For people who are interested in what a JP might deal with on a day to day basis, this is a blog that has been running for over six years. Once a single-author blog and now written by a team. This is in the UK where the JPs get to oversee some criminal court matters. Here is their What Do We Actually Do Then? post from 2009.
Wyoming gave women the right to vote in 1869. At this time many women were appointed to various political positions including Esther Hobart Morris who was the first female JP in the United States. Vermont followed with women’s suffrage soon afterwards in 1880. Here is a story about an early JP, possibly Morris, who was appointed to a position in a mining town in Wyoming.
[Suffrage], however, was finally approved, and the writer of this article, exercising at that time the appointing power, proceeded to select incumbents for county offices from among the newly-enfranchised citizens. Among others, a lady was appointed to the office of Justice of the Peace in a thickly-settled mining locality, which theretofore had not been noted for strict adhesion to legal tenets. She at once familiarized herself with the principles of common law and with the Territorial statutes, and for nearly a year performed her official duties with signal ability and success. Her court sessions were characterized by a degree of gravity and decorum rarely exhibited in the judicature of border precincts. Shortly after her appointment and qualification, an ineffectual attempt was made by certain unbelieving attorneys to demonstrate womans unfitness for judicial position; and to this end the following case was submitted, with the belief that she would erroneously proceed to its adjudication.
Her predecessor had performed some official act subsequent to her entrance upon judicial duty, and for this alleged misfeasance he was cited to appear be- fore the court of his successor. Counsel presented exhaustive pleas, at the conclusion of which Her Honor decided, that the point in issue was a question as to whether her predecessor at the time alleged had a right to perform any official act; that such an issue could only be settled by some superior tribunal; that hers was not such a tribunal; therefore she had no jurisdiction and would dismiss the case.
Her decisions in civil causes were sometimes appealed from by the parties deeming themselves aggrieved; but in nearly every instance they were confirmed by the appellate court. During her administration a decided improvement in the tone of public morals was noticeable, and the laws had never been so ably administered in that vicinity. If any errors of judgment crept in, they were on the side of justice rather than mercy, especially when the opposite sex appeared as defendants or alleged criminals.
The inhabitants of new mining countries are prone to administer justice in accordance with their own notions of right, regardless of legal forms preferring the ancient trial by battle rather than the interposition of pleas, petitions, and demurrers. This unfortunate public sentiment was happily neutralized through her influence, and it may be safely asserted that the pioneer female Justice was in all respects successful.
While I don’t intend for this to become a “Wacky laws of olden tymes” blog, reading old JP manuals is often an exercise in looking at the things that used to be against the rules, and extrapolating about what that meant society back then would have been like.
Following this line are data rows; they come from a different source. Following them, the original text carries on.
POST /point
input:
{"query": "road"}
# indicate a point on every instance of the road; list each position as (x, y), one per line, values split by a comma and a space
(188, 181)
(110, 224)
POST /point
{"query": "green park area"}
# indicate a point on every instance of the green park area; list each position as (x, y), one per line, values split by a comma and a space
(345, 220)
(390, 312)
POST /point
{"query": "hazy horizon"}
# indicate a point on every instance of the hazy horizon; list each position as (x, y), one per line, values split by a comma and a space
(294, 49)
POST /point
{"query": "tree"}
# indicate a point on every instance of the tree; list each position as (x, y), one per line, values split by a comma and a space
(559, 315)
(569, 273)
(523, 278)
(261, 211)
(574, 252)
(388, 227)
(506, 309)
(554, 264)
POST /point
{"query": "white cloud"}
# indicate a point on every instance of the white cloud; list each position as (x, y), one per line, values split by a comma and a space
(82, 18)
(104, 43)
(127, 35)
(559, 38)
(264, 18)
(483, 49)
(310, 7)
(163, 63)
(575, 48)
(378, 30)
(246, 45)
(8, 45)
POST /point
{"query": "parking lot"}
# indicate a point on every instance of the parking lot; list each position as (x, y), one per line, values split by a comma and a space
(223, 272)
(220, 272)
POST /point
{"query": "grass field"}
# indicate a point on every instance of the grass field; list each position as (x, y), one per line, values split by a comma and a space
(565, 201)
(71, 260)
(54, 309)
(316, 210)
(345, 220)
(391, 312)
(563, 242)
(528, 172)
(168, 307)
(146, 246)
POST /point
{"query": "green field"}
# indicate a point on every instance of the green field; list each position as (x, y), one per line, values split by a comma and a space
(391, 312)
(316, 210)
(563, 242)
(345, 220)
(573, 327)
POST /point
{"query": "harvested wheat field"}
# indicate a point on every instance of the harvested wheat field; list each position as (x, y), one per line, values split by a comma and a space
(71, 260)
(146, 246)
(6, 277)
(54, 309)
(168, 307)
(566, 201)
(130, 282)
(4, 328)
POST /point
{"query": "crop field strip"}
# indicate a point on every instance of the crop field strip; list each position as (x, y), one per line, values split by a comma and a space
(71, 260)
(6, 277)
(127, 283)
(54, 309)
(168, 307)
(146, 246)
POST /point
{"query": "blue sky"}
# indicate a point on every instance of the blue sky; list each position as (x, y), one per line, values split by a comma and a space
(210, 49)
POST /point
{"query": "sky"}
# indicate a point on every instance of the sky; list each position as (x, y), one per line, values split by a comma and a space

So, no surprise that Connecticut was hardass about messing about on the Sabbath, but looking at this list of crimes from a magistrates manual from London in 1816, I do get a little amused.
I am home with leftovers and making a concerted effort to Buy Nothing today. However if you are out and about in the malls of Morayfield, Queensland AUS, you can pop by and get a justice of the peace to sign and witness stuff. Have not seen this sort of thing available in the US but have not been looking too hard.